I remember, when I made the move to work as a data-miner, one of my colleagues jokingly suggested that I was going over to the dark side. His was a reference to the philosophical difference between econometrics and data-mining.
Breiman on the ‘two cultures’
The late Leo Breiman is probably one of the key figures that developed the science of data mining (including developing the concept of a random forest). His 2001 paper Statistical Modelling: The Two Cultures contains an excellent discussion of the differences between econometrics and data mining.
He says:
There are two cultures in the use of statistical modelling to reach conclusions from data. One assumes that the data are generated by a given stochastic data model (econometrics). The other uses algorithmic models and treats the data mechanism as unknown (data mining). The statistical community has been committed to the almost exclusive use of data models. This commitment has led to irrelevant theory, questionable conclusions, and has kept statisticians from working on a large range of interesting current problems.
This highlights the key difference between the two cultures - econometricians start with a model or view of how the world works (a data model), and try to ascertain the parameters that describe their model.
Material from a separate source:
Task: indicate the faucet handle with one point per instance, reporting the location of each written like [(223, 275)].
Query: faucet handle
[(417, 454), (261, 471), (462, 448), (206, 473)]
Data miners, on the other hand, explicitly do not make assumptions about the data model or the way the world works but try to algorithmically build the best model using available data.
Which is more science-like?
I make the argument that data-mining is closer to real science than econometrics. Econometricians would possibly take offence at that statement, but let’s try to examine it objectively.
Allow me to use this definition of science (from Good math, bad math):
What science does is make observations, and then based on those observations produce models of the universe. Then, using that model, it makes predictions, and compares those predictions with further observations. By doing that over and over again, we get better and better models of how the universe works. Science is never sure about anything - because all it can do is check how well the model works. It’s always possible that any model doesn’t describe how things actually work. But it gives us a good approximation, in a way that allows us to understand how things work. Or, not quite how things work, but how we can affect the world by our actions. Our model might not capture what’s really happening - but it’s got predictive power.
To be clear - I am not saying that econometrics doesn’t apply this methodology - rather I am asserting that data mining is more effective at producing models of the universe based on observations, and therefore a more effective mechanism to understand how the world works.
Why is data mining more effective? Because it relaxes the assumption that the modeller knows how the world works, while this assumption forms the cornerstone of econometrics.